Vi en el despertador luminoso de la mesilla que eran las dos de la tarde. Llevaba diez horas frita. Debería estar descansada, pero no era así; tenía la impresión de haber estado corriendo de pesadilla en pesadilla, sin parar un momento, aunque sólo recordaba la última. Si todos mis sueños habían sido como aquel, prefería no recordarlos.

¿Y por qué volvía Jean-Claude a entrar en mis sueños? Me había dado su palabra de que se abstendría, pero quizá su palabra no valiera nada. Quizá.

Me desnudé frente al espejo del cuarto de baño. Tenía las costillas y el abdomen cuajados de cardenales oscuros, de color morado, y me dolía el pecho al respirar, pero no tenía nada roto.
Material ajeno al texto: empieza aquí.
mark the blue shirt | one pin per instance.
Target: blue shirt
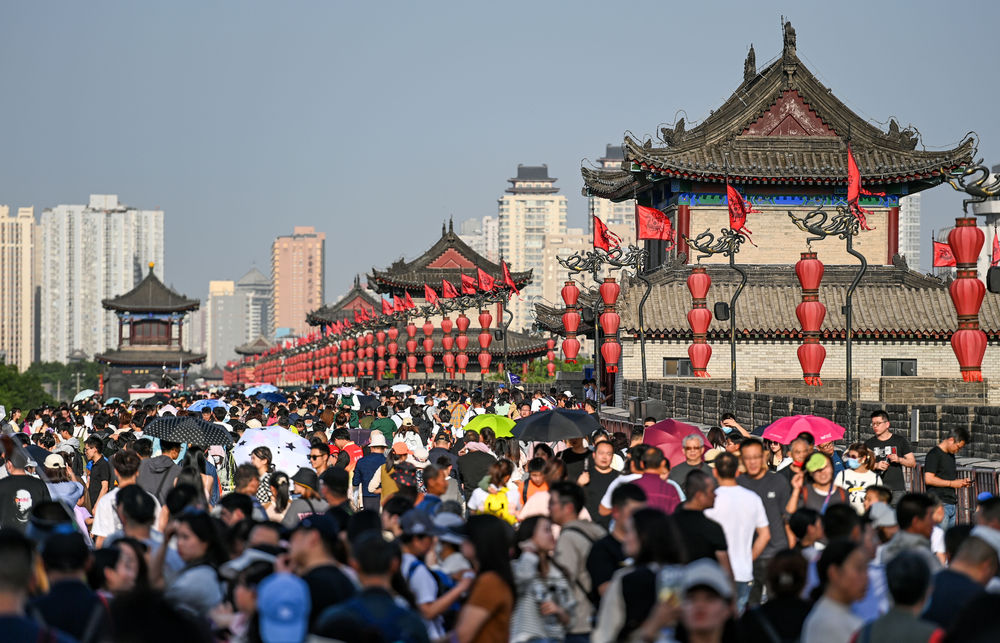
(365, 470)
La quemadura estaba tan fea como la última vez que la había visto, con la piel chamuscada por las partes que no estaban cubiertas de ampollas. El dolor de las quemaduras parece llegar hasta el hueso. Cada vez que me quemo me da la impresión de que tengo terminaciones nerviosas muy por debajo de la piel; si no, ¿cómo puede doler tanto?
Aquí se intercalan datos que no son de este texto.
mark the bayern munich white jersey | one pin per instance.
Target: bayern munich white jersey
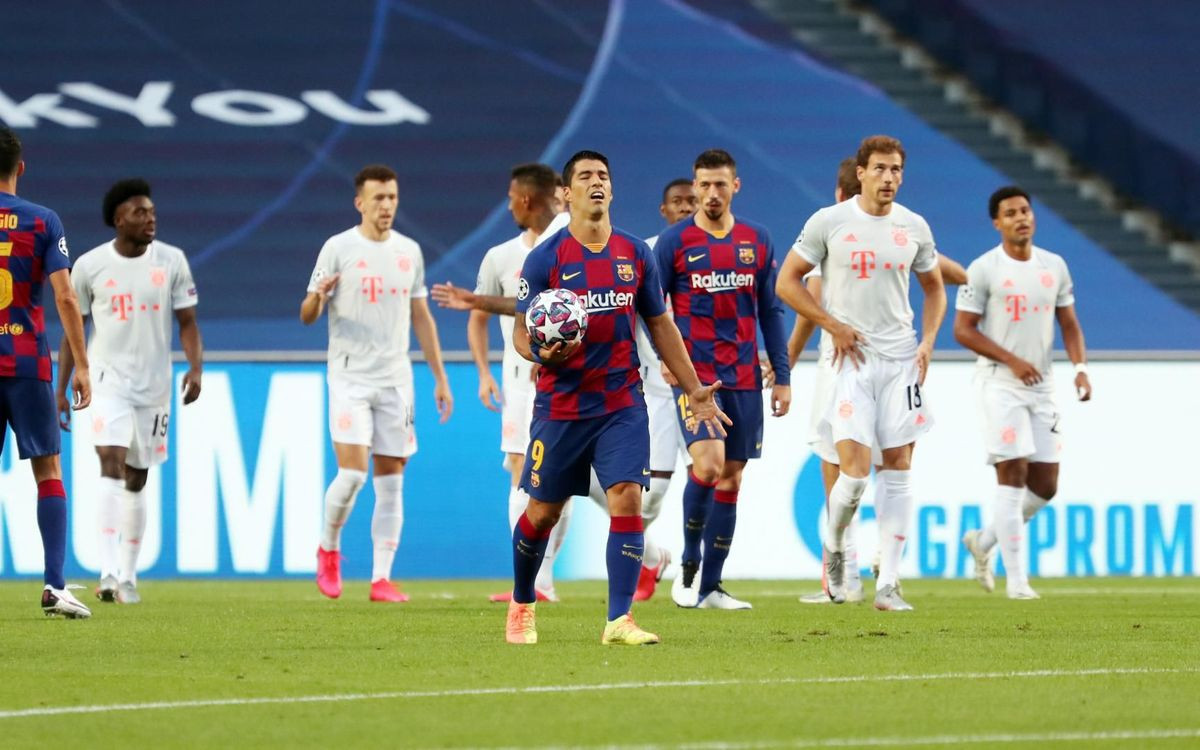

Había quedado con Ronnie a las tres en el gimnasio. No os liéis: era mi amiga Verónica. Se hacía llamar Ronnie porque opinaba que conseguía más trabajo de detective privada si la gente la tomaba por un hombre. Triste pero cierto. Íbamos a levantar pesas y correr. Me puse un sujetador deportivo negro, con cuidado de no rozarme la quemadura. El elástico me apretaba las contusiones, pero no era para tanto. Me unté crema antiséptica en la quemadura, me la tapé con una gasa y me puse una camiseta roja de hombre, con las mangas y el cuello cortados. Unos pantalones de ciclista negros, unos calcetines de deporte con una raya roja y unas deportivas negras completaban mi atuendo.

La camiseta dejaba ver la gasa, pero no los cardenales. Casi todos los asiduos del gimnasio estaban acostumbrados a verme aparecer con magulladuras o cosas peores, y ya no hacían demasiadas preguntas. Según Ronnie, era porque siempre les soltaba alguna bordería, pero me daba igual: me gusta que me dejen en paz.

Ya me había puesto la chaqueta y tenía la bolsa en la mano cuando sonó el teléfono. Vacilé, pero al final decidí cogerlo.

—¿Sí?

—Soy Dolph.

Se me encogió el estómago. ¿Otro asesinato?

—¿Qué pasa?

—Hemos identificado al desconocido que examinaste.

—¿La víctima de los vampiros?

—Sí.

Dejé escapar el aire que había estado aguantando. No había muerto nadie más, y hacíamos progresos. ¿Podía haber algo mejor?

—Calvin Barnabas Rupert, Cal para los amigos. Veintiséis años, casado con Denise Smythe Rupert desde hace cuatro. Sin hijos. Era agente de seguros, y no hemos descubierto nada que lo relacione con la comunidad vampírica.

—Estaría en el sitio adecuado, pero en el momento inadecuado.

—¿Lo eligieron al azar? —Lo preguntó como si yo lo supiera.

—Quizá.

—Si así fuera, no tendríamos ninguna pauta y no sabríamos por dónde empezar a buscar.

—Y quieres que averigüe si Cal Rupert se mezclaba con monstruos.

—Sí.

—Lo intentaré —dije con un suspiro—. ¿Algo más? Tengo que salir.

—Muy bien. Llámame si te enteras de algo. —Su voz sonaba rara.

—Si hubierais encontrado otro cadáver, me lo dirías, ¿verdad?

—Y te haría venir a medir los bocados. —Soltó una risa amarga—. ¿Por qué?